Eric Laurent indicou como o amor ao pai, que de forma alguma é o pai da realidade, é uma função que nas mulheres toma o valor do mito das duas faces de Jano: por um lado, fixa um limite e, por outro lado, garante o relançamento do gozo do lado feminino. Isto nos leva a visualizar o “amor ao pai” no coração da homeostase de gozo que relança a demanda de amor, ao que também se lhe demanda amor. Desta forma, o pai e o gozo ficam articulados nas mulheres, sem construir de nenhuma forma um universal, mas que atravessa, do lado feminino, a posição de não toda ao pai, embora busque ser só uma, só ela, por amor.

Para concluir, que relação mantém o partenaire como sinthome com o amor? Jacques-Alain Miller propõe a diferença entre o sintoma autoerótico, fixação de gozo e a abertura ao Outro que implica o amor (2001). O amor é o que diferencia o partenaire de um puro sintoma, “è uma função que projeta o sintoma para fora” (“Problemas de pareja, cinco modelos” (2001) em AA.VV., La pareja y el amor. Paidós. Buenos Aires, 2003), diz Miller. Mas, ao mesmo tempo, o partenaire é também um semblante cujo real é o sintoma do sujeito” (idem). O amor cristaliza o corpo do outro como partenaire-sintoma e como sinthome. Este casal libidinal toca o mais singular de cada um, torna-o único e enoda o amor, o desejo e o gozo de acordo com as posições sexuadas.

Partenaire-sintoma, entre semblantes e sinthome, definitivamente, trata-se de encontrar as invenções queintroduzam a contingência e o encontro no âmbito do amor.

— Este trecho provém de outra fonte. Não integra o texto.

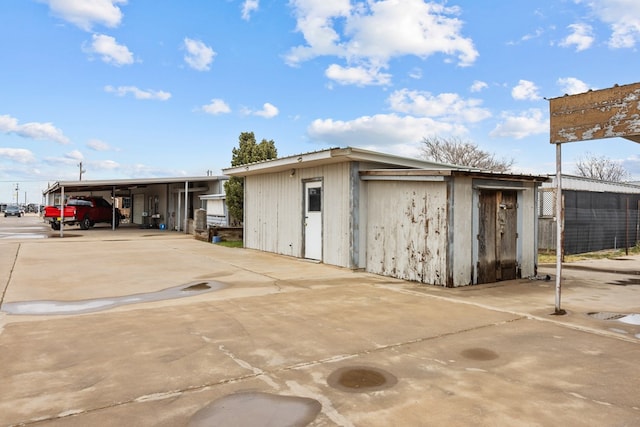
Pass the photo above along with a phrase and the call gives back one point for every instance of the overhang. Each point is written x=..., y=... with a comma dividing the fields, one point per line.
x=123, y=184
x=440, y=175
x=330, y=156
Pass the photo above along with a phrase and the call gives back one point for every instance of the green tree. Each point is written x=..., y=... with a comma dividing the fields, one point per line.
x=248, y=151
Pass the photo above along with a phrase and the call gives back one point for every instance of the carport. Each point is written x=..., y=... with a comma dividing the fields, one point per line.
x=167, y=200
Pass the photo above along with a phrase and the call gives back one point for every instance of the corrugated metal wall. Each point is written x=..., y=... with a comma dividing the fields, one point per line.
x=407, y=230
x=274, y=222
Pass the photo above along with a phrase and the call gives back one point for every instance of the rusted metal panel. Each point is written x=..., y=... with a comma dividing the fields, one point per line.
x=606, y=113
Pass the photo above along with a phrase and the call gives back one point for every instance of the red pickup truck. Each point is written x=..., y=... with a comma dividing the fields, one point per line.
x=85, y=211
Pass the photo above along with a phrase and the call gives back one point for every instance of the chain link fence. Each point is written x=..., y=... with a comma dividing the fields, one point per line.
x=593, y=221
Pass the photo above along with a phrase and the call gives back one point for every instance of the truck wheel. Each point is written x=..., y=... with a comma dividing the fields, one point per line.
x=85, y=224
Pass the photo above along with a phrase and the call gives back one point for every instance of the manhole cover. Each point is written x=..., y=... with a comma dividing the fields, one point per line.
x=479, y=354
x=197, y=287
x=604, y=315
x=360, y=379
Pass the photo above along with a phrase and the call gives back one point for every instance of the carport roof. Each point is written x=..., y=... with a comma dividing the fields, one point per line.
x=124, y=184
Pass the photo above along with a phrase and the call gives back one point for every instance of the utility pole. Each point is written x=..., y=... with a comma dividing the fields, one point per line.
x=81, y=170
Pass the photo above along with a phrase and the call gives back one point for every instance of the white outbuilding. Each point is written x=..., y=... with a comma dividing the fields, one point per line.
x=400, y=217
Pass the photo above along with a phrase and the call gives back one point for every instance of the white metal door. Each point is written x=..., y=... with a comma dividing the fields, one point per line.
x=313, y=220
x=138, y=208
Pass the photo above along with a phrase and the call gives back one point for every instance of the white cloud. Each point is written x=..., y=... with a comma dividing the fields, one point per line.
x=268, y=111
x=380, y=130
x=138, y=93
x=97, y=145
x=623, y=16
x=199, y=56
x=359, y=76
x=104, y=165
x=415, y=73
x=85, y=14
x=19, y=155
x=478, y=86
x=109, y=50
x=581, y=37
x=32, y=130
x=527, y=123
x=74, y=155
x=249, y=6
x=216, y=106
x=415, y=115
x=355, y=33
x=525, y=90
x=572, y=86
x=448, y=106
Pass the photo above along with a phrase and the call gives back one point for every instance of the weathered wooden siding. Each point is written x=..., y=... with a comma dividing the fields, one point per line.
x=407, y=230
x=527, y=230
x=461, y=233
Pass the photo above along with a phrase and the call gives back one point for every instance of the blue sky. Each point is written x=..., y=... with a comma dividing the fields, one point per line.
x=151, y=88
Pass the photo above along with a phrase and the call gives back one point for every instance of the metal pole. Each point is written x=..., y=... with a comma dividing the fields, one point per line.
x=62, y=211
x=113, y=208
x=186, y=207
x=559, y=229
x=626, y=237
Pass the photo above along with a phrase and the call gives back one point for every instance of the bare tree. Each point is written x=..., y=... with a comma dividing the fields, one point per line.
x=464, y=153
x=601, y=167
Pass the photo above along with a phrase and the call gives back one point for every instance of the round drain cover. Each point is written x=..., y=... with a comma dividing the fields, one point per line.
x=359, y=379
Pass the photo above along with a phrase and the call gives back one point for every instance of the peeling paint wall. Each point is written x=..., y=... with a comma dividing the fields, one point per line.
x=407, y=230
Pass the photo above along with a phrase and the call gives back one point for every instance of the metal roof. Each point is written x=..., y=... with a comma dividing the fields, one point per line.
x=332, y=156
x=124, y=184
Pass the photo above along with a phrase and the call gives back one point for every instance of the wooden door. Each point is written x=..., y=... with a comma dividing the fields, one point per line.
x=497, y=236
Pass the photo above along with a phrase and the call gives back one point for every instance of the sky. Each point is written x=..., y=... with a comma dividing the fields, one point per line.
x=158, y=88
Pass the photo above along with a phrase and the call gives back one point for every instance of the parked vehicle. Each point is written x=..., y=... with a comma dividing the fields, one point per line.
x=84, y=211
x=13, y=210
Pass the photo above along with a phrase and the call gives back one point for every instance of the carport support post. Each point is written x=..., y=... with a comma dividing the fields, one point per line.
x=559, y=227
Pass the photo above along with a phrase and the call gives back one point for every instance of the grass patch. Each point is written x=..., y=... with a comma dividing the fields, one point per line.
x=549, y=257
x=231, y=243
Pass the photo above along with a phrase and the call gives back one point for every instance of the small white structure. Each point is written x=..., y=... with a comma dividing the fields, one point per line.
x=405, y=218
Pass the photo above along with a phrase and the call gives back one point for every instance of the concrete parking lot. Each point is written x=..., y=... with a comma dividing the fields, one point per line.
x=154, y=328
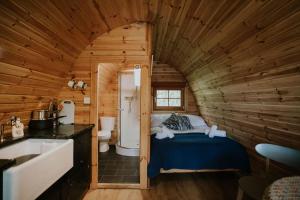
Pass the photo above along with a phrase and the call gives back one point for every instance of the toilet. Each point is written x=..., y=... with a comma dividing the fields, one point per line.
x=107, y=125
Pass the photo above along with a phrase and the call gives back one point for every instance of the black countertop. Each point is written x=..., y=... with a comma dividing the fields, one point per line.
x=61, y=132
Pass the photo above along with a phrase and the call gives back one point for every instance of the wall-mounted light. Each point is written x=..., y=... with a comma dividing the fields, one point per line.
x=77, y=85
x=137, y=75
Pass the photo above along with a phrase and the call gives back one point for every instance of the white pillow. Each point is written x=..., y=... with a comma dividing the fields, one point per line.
x=158, y=119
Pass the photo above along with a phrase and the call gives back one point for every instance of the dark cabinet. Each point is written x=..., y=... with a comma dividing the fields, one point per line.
x=78, y=179
x=75, y=183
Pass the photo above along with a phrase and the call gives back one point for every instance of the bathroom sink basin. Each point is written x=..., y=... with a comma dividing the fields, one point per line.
x=39, y=164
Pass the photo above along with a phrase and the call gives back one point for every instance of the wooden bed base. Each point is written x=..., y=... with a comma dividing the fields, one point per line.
x=193, y=171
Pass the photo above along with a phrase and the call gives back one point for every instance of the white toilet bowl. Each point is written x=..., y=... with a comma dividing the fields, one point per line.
x=107, y=125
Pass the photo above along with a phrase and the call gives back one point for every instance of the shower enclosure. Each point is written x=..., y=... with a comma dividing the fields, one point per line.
x=129, y=116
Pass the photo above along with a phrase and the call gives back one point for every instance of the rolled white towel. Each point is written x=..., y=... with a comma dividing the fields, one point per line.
x=220, y=133
x=212, y=131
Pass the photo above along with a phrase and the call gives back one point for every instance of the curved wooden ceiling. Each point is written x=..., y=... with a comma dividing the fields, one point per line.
x=241, y=57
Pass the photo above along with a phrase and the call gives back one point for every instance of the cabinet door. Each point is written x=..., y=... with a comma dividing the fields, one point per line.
x=80, y=175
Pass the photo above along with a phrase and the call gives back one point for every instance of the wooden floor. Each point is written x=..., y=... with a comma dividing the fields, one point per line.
x=198, y=186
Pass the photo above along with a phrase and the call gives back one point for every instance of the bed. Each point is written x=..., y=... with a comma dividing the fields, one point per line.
x=196, y=152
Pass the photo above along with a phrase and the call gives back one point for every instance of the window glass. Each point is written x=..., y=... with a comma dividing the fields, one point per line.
x=162, y=102
x=175, y=102
x=162, y=94
x=168, y=99
x=175, y=94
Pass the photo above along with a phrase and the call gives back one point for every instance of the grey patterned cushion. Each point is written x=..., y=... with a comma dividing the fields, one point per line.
x=178, y=122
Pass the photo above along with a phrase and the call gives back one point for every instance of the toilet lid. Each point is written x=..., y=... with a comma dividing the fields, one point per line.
x=104, y=133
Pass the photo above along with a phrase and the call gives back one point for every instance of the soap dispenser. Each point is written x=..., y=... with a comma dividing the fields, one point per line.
x=17, y=128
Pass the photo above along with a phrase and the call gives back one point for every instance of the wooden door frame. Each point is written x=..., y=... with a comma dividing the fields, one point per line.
x=145, y=113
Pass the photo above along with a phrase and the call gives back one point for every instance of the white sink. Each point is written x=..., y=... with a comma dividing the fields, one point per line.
x=29, y=179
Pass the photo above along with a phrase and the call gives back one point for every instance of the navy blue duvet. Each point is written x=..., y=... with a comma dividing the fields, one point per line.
x=196, y=151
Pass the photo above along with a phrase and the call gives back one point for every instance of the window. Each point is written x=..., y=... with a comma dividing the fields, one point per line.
x=166, y=98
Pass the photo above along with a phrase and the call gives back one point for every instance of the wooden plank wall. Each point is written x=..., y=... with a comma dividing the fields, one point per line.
x=241, y=59
x=119, y=48
x=166, y=73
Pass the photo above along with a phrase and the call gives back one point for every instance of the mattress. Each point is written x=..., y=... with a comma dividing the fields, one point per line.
x=196, y=151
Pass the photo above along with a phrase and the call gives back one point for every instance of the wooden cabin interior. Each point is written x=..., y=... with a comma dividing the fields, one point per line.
x=231, y=67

* Publicado en Arteira. Revista de Psicanálise 5, Florianópolis (2013)

BIBLIOGRAFÍA

  • Lacan, J., Escritos. Buenos Aires: Siglo Veintiuno, 1986: “La significación del falo” (1958) e “Ideas dirctrices para un congreso sobre sexualidad femenina” (1960).
    – El Seminario, Libro 18, De un discurso que no fuera del semblante (1970-71), Paidós, Buenos Aires,2009, clase del 20 de enero de 1971.
    El Seminario, Libro 23, El Sinthome (1975-76), Buenos Aires, 2006, clase de 17 de febrero de 1976.
  • Miller, J.-A., Los divinos detalles (1989), curso inédito.
    – De la naturaleza de los semblantes (1991-92), Paidós, Buenos Aires, 2002, clases del 10 de noviembrede 1991 y del 5 de febrero de 1992.
    -(con Eric Laurent) El Otro que no existe y sus comités de ética (1996-97), Paidós, Buenos Aires, 2005, clase del 4 de junio de 1997.
    – El partenaire-síntoma (1997-98), Paidós, Buenos Aires,2008, clase del 18 de marzo de 1998.
    – “Problemas de pareja, cinco modelos” (2001), em AA. V.V., La pareja y el amor, Paidós, Buenos Aires, 2003.
    -“Contratapa”, en El Seminario, Libro 23, op. Cit.
    -“Conferencia em el Coliseo” (2008), El Caldero, Buenos Aires (2008).